The results indicate that the prepared formulations were within 91 - 102% of the nominal concentration.

Summary of the results from the 14day repeated dose oral (gavage) range-finding toxicity study in the rat.

Administration of the test substance in the rat for fourteen consecutive days resulted in all animals of either sex treated with 200 mg/kg bw/day being found dead on Day 2, after receiving two consecutive daily doses of the test item. No clinical signs were observed prior to death. Macroscopic examination revealed reddened glandular regions of the stomach for all males and one female. At 100 mg/kg bw/ day any effects seen were primarily due to one male animal showing body weight loss and clinical signs between days 1 to 4 of treatment. One additional male exhibited noisy respiration on Day 6 only. No further effects were observed in the remaining one male and three females.

Based on the findings of this study, 200 mg/kg bw/day was deemed too high for continued dosing, due to deaths at this dose level. Therefore, the recommended dose levels for the main study are 30, 60 and 120 mg/kg bw/day respectively.

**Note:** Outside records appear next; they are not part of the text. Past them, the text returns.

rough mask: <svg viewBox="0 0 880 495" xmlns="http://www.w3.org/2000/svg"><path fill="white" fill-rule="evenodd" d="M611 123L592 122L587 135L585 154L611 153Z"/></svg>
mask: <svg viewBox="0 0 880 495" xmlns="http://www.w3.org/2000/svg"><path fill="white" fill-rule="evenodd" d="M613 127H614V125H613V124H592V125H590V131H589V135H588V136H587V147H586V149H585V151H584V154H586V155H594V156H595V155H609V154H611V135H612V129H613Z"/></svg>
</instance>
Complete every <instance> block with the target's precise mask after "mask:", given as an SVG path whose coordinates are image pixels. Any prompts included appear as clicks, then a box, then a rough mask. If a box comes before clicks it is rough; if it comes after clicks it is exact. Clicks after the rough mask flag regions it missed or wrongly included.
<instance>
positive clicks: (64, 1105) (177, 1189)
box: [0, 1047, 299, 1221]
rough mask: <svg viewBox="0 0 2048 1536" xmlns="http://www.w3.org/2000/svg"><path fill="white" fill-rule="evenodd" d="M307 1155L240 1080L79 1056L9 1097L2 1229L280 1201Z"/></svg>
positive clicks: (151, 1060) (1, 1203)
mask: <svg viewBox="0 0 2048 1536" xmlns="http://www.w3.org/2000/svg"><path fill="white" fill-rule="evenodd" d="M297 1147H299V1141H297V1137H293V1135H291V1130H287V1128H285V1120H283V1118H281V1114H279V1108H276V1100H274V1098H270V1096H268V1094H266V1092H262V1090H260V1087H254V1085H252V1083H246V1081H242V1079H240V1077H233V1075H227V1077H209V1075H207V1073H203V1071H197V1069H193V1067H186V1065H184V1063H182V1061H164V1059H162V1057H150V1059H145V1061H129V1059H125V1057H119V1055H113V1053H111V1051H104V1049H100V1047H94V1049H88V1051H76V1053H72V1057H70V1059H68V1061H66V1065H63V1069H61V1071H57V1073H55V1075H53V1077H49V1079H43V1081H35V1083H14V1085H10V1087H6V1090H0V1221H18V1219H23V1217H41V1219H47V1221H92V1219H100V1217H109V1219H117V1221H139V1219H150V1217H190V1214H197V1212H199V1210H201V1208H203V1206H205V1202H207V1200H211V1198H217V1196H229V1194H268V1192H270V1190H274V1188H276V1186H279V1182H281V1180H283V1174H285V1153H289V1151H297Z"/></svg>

Applicant's summary and conclusion

Conclusions:

The oral administration of the test administration to rats by gavage at dose levels of 30, 60 and 120 mg/kg bw/day resulted in the premature death of three females within the first week of treatment at 120 mg/kg bw/day. Microscopic examination revealed marked necrosis of the trachea due to possible esophageal reflux in two of these animals. This dose level was reduced to 90 mg/kg bw/day on Day 11 of study and there were no further treatment-related deaths. Based on the findings in this study the No Observed Adverse Effect Level (NOAEL) was considered to be at least 90 mg/kg bw/day for systemic toxicity in both males and females. The No Observed Effect Level (NOEL) for reproductive toxicity was considered to be 90 mg/kg bw/day. The No Observed Effect Level (NOEL) for reproductive toxicity was considered to be 90 mg/kg bw/day. The substance is considered not to be classified as reproductive toxicant.